You’re Not Alone, William & Kate! A Crash Course in Latino Royals

When Queen Sofia and Prince Felipe of Spain attend the royal wedding of Prince William and Kate Middleton at Westminster Abbey on Friday, they won’t just be hobnobbing with fellow blue-bloods: They’ll be celebrating as familia.

That’s because Queen Sofia and the Spanish King, Juan Carlos I (who won’t be in attendance) are distant primos of Queen Elizabeth—and therefore, Prince William—because they are all descended from England’s Queen Victoria (insert your favorite inbreeding joke here!).

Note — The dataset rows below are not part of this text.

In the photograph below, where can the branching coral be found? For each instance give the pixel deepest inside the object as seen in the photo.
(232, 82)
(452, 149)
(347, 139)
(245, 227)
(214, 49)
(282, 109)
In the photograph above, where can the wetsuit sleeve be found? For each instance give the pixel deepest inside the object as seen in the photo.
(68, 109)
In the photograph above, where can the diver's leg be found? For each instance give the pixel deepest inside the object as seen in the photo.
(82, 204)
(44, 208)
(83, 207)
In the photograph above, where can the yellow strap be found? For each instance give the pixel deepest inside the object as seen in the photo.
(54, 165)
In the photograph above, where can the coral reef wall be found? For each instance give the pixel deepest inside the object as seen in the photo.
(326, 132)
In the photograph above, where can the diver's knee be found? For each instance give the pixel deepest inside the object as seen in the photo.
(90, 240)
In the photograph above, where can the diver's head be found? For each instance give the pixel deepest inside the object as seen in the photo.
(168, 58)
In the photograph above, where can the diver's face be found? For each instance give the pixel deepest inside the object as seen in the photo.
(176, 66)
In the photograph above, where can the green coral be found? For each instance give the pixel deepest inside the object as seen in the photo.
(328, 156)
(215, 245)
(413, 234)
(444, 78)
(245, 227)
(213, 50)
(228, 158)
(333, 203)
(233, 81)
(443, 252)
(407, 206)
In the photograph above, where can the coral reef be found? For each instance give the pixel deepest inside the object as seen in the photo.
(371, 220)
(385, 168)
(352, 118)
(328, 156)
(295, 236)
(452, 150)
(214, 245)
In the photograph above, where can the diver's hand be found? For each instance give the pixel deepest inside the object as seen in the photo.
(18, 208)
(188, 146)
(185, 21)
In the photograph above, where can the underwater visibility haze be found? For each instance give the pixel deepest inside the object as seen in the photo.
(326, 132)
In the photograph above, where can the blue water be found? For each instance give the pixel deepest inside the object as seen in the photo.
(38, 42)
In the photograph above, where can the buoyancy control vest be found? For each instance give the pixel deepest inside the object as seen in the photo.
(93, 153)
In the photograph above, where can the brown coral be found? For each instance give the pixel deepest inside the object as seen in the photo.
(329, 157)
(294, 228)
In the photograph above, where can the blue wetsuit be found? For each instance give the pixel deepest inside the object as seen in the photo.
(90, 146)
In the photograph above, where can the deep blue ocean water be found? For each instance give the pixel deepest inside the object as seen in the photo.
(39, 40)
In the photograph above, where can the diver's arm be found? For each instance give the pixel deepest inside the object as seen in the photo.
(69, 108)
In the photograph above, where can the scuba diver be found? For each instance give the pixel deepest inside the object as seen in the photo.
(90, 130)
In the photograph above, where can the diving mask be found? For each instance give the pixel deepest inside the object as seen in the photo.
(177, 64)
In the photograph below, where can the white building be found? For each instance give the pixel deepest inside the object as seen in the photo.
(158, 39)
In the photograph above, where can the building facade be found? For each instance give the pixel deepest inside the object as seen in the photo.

Bear with us as we pick apart this arroz con mango: The King’s grandfather, Alfonso XIII, married Princess Victoria Eugenie of Battenberg, Queen Victoria’s granddaughter—who also introduced hemophilia into the Spanish royal blood line as a bonus. Queen Sofia, who is of Greek and German descent, is a great-great-granddaughter (paternally) and a great-great-great-granddaughter (maternally) of Queen Victoria. She is also first cousin, once removed of the part-German Queen Elizabeth’s husband, Prince Phillip (who is part Greek). Got that?

But England and Spain’s blood ties go farther back than that—way farther. Spanish King and Queen Ferdinand and Isabella, who sent Christopher Columbus to joder la pita in the “New World”, married off their daughter, Catherine of Aragon (Catalina) to an English prince. When that prince died, she was handed off to his brother, none other than King Henry VIII. La pobrecita: The famously lusty king changed the entire course of religious history to get rid of her so he could marry Anne Boleyn. He broke from the Catholic Church, started the Church of England and divorced Catherine, but not before having a child with her named Mary.

Bloody Mary, as she came to be known when she inherited the throne because she burned Protestants at the stake after turning England back to Catholicism, married King Phillip II of Spain. So for a time there, England actually had a Spanish co-monarch. Mary was already 37 when they got hitched for mainly political reasons. Queen Mary eventually died childless, ending the Spanish bloodline in the British royal family.